Every once in a while a book comes along that says something so important that it tilts the political landscape and entirely reshapes the discussion concerning the future of our nation. Not since Thomas E. Woods’ Rollback chronicled how liberal, redistributionist policies in the housing industry led to the 2008 economic crisis has there been a book on failed government policies as important as Craig R. Smith’s The Great Withdrawal. Withdrawal is required reading for every American who understands that our nation is heading in the wrong direction and wants to do something about it while there is still time.

As a microcosm of America’s ills the author directs our attention to the current plight of Detroit, and the liberal policies that began 100 years ago and put government growth and power on steroids at the expense of the commonweal that was once the prerogative of individual citizens and private organizations. Once a proud, thriving metropolis, not to mention an icon of America’s worldwide dominance in industry and the home of the automobile, Detroit is now in ruins, and literally bankrupt. One irrefutable truth regarding Detroit’s descent into the abyss is its dominance and control by one party and one ideology; Democrats and their pro-labor, nanny state liberal progressivism.

It’s a story we think we know, but until Smith came along we were barely scratching the surface. Operating solely under the ideology of liberal progressives, Detroit cemented its reputation as an ungovernable nightmare whose greatest export became more than one million residents fleeing the city limits.
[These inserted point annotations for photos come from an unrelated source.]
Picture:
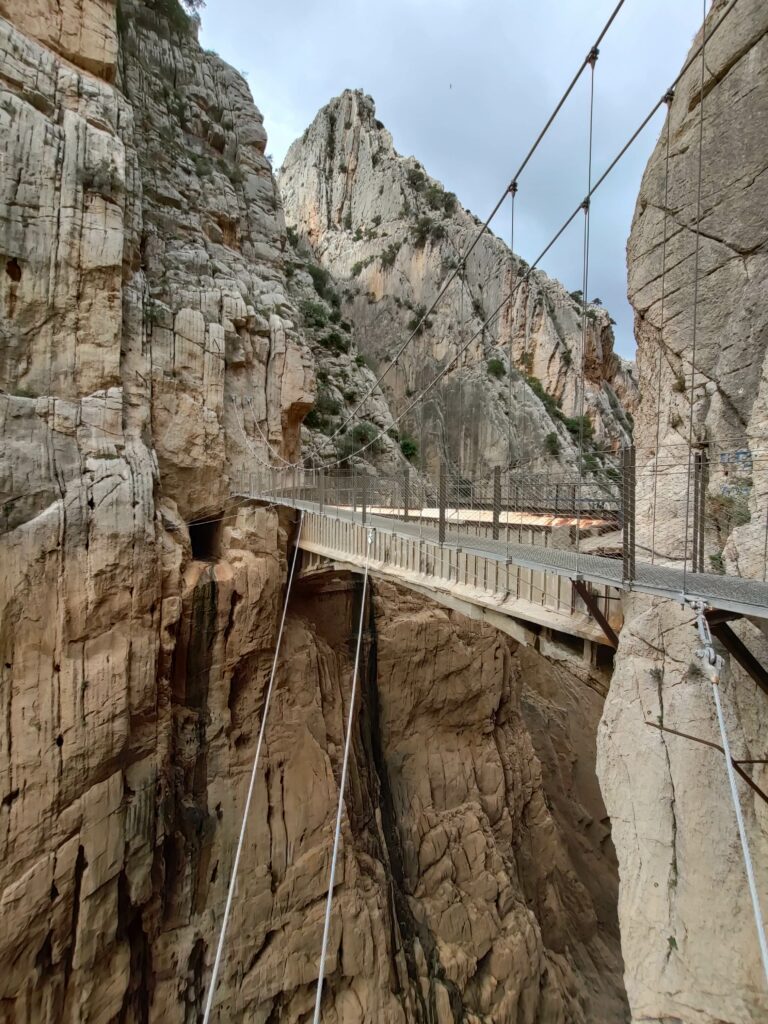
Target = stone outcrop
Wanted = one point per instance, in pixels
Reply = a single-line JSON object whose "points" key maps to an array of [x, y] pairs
{"points": [[154, 348], [391, 237], [688, 937]]}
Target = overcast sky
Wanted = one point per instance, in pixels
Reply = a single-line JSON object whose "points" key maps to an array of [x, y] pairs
{"points": [[465, 86]]}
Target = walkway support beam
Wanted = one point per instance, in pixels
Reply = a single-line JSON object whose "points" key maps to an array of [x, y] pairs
{"points": [[738, 650], [588, 597]]}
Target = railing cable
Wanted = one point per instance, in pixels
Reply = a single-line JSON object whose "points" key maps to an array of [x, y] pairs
{"points": [[251, 785], [695, 305], [342, 786], [713, 666], [669, 98]]}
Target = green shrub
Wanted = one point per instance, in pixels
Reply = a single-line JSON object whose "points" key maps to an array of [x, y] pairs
{"points": [[335, 342], [314, 313], [417, 322], [433, 196], [579, 426], [421, 231], [409, 448], [390, 254], [416, 178], [321, 280], [327, 404]]}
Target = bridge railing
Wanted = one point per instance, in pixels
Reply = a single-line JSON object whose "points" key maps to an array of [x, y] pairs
{"points": [[704, 510]]}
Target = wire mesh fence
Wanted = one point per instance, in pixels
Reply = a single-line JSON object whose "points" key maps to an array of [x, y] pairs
{"points": [[696, 510]]}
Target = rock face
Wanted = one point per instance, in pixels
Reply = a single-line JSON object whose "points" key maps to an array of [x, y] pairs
{"points": [[151, 354], [688, 937], [391, 237]]}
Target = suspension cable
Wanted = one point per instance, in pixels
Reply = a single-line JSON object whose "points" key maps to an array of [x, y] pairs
{"points": [[669, 98], [713, 666], [695, 302], [251, 785], [608, 170], [484, 226], [585, 288], [342, 786]]}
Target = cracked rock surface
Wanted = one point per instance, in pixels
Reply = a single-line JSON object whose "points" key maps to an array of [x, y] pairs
{"points": [[687, 931], [151, 349]]}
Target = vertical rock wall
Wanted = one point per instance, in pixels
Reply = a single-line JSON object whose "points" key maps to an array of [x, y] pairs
{"points": [[687, 931], [150, 352]]}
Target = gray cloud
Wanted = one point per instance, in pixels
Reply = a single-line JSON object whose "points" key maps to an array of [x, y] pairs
{"points": [[465, 86]]}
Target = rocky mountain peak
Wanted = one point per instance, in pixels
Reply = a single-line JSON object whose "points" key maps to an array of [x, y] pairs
{"points": [[391, 237]]}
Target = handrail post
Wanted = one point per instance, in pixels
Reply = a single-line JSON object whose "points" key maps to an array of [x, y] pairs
{"points": [[699, 497], [441, 500], [497, 500]]}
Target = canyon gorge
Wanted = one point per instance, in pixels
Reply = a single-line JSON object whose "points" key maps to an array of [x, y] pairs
{"points": [[517, 846]]}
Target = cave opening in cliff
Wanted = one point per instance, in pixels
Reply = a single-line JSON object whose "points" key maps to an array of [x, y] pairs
{"points": [[205, 537]]}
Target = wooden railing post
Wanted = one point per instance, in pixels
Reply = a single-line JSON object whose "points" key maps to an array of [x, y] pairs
{"points": [[497, 500]]}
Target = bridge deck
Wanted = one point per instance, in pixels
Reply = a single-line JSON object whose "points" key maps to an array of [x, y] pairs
{"points": [[742, 596]]}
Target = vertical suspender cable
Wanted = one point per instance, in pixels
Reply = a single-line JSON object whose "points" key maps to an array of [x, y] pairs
{"points": [[742, 834], [342, 786], [669, 97], [695, 296], [251, 786], [585, 285], [512, 283], [713, 665]]}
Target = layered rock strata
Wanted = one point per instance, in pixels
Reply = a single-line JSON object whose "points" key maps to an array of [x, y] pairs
{"points": [[151, 354], [688, 936]]}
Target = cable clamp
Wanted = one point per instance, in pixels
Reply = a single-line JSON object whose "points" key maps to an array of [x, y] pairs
{"points": [[712, 665]]}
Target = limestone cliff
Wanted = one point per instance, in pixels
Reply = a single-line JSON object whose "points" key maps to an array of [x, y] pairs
{"points": [[391, 237], [687, 933], [153, 351]]}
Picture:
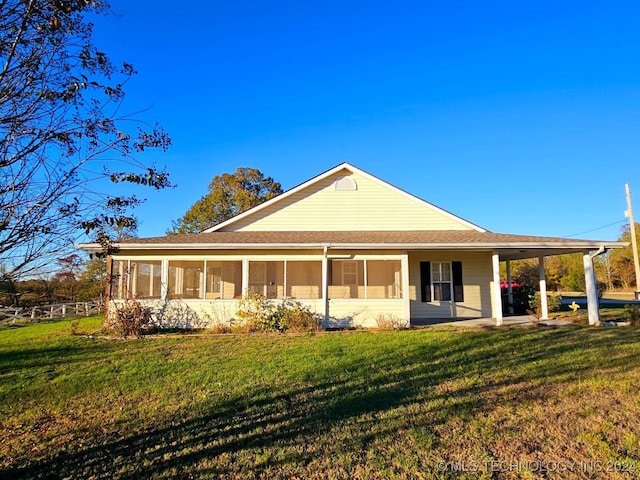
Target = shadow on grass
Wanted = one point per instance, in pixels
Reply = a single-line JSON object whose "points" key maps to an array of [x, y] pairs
{"points": [[340, 408]]}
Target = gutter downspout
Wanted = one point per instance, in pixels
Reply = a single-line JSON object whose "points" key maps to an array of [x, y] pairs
{"points": [[590, 285], [325, 286]]}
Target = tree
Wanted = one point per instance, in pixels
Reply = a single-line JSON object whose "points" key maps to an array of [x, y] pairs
{"points": [[62, 136], [93, 279], [229, 194], [621, 260]]}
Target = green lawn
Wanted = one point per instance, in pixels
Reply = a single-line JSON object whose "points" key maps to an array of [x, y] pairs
{"points": [[492, 403]]}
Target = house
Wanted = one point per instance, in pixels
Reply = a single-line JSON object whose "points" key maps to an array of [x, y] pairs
{"points": [[348, 245]]}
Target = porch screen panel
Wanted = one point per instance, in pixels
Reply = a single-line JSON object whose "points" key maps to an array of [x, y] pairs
{"points": [[267, 278], [383, 279], [223, 280], [441, 280], [186, 278], [425, 281], [118, 279], [145, 278], [458, 287], [304, 279], [347, 279]]}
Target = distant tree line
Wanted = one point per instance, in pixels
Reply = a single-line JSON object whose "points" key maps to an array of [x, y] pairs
{"points": [[75, 281]]}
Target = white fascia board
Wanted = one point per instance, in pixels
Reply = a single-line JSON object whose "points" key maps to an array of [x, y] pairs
{"points": [[279, 198], [578, 245]]}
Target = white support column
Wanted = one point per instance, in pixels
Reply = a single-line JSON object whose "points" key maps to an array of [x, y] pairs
{"points": [[509, 288], [245, 277], [404, 270], [544, 307], [497, 294], [325, 287], [164, 279], [592, 291]]}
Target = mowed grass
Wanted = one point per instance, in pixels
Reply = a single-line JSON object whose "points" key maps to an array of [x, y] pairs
{"points": [[428, 403]]}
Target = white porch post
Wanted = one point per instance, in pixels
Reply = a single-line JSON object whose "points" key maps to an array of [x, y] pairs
{"points": [[325, 287], [404, 269], [164, 279], [592, 292], [245, 276], [497, 294], [544, 314], [509, 288]]}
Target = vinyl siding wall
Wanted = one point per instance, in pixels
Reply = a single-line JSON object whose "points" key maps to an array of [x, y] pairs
{"points": [[477, 280], [343, 312], [371, 207]]}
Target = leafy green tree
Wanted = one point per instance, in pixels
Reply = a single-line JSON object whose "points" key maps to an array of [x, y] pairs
{"points": [[229, 194], [62, 133]]}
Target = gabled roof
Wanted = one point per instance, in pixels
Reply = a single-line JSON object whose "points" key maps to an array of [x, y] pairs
{"points": [[281, 199], [509, 247]]}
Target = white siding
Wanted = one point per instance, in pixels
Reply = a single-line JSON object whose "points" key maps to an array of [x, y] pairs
{"points": [[363, 313], [476, 277], [370, 207]]}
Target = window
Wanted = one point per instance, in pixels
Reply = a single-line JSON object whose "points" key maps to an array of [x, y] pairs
{"points": [[136, 279], [304, 279], [365, 279], [441, 281], [223, 280], [144, 278], [118, 279], [441, 278], [349, 273], [185, 278], [267, 278], [383, 279]]}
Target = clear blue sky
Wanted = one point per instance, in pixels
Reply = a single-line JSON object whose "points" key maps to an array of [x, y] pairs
{"points": [[520, 117]]}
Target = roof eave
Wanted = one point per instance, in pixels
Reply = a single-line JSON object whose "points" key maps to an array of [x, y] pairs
{"points": [[575, 245]]}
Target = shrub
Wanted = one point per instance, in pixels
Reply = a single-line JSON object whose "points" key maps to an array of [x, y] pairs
{"points": [[387, 321], [632, 314], [262, 315], [130, 318]]}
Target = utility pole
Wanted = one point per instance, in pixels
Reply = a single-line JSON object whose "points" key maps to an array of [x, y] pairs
{"points": [[634, 245]]}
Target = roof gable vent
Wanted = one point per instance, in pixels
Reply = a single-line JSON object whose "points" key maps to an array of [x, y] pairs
{"points": [[344, 184]]}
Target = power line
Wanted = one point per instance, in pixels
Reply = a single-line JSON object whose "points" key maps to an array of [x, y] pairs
{"points": [[598, 228]]}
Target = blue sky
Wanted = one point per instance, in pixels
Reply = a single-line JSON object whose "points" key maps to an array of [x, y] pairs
{"points": [[520, 117]]}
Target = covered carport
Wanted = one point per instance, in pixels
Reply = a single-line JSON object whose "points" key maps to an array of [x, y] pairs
{"points": [[589, 250]]}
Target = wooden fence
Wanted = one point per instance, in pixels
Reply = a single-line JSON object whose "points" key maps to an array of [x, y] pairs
{"points": [[49, 312]]}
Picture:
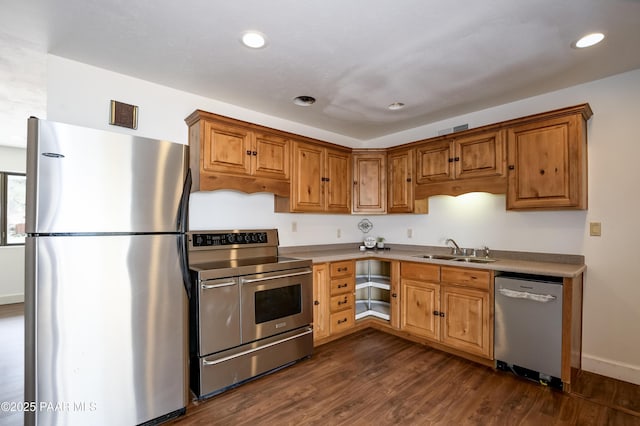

It now stands as America’s strongest public symbol of corruption, crime, incompetence, failure, greed and despair, where policies did the most damage to those it had promised to help.

Meanwhile, President Obama and the Democrats admit not only have they learned nothing from the colossal failures and bankruptcies of the inner-cities they have managed the past century, but they continue to push these same policies on a national level, with unsustainable debt, anti-business laws that choke the free-market, an astonishing growth in welfare and other assorted government handouts, and government command and control of nearly every aspect of our lives, as we’ve seen in crystal clarity with Obamacare. But unlike the residents of Detroit, when these policies are implemented across the nation, there will be nowhere for us and future generations to flee.

The Great Withdrawal has earned a prominent spot in the small library nestled within the 60 Plus main office. It deserves a spot on the bookshelf in every American home, where its powerful lessons should be a rallying cry within our own communities, and within every polling booth.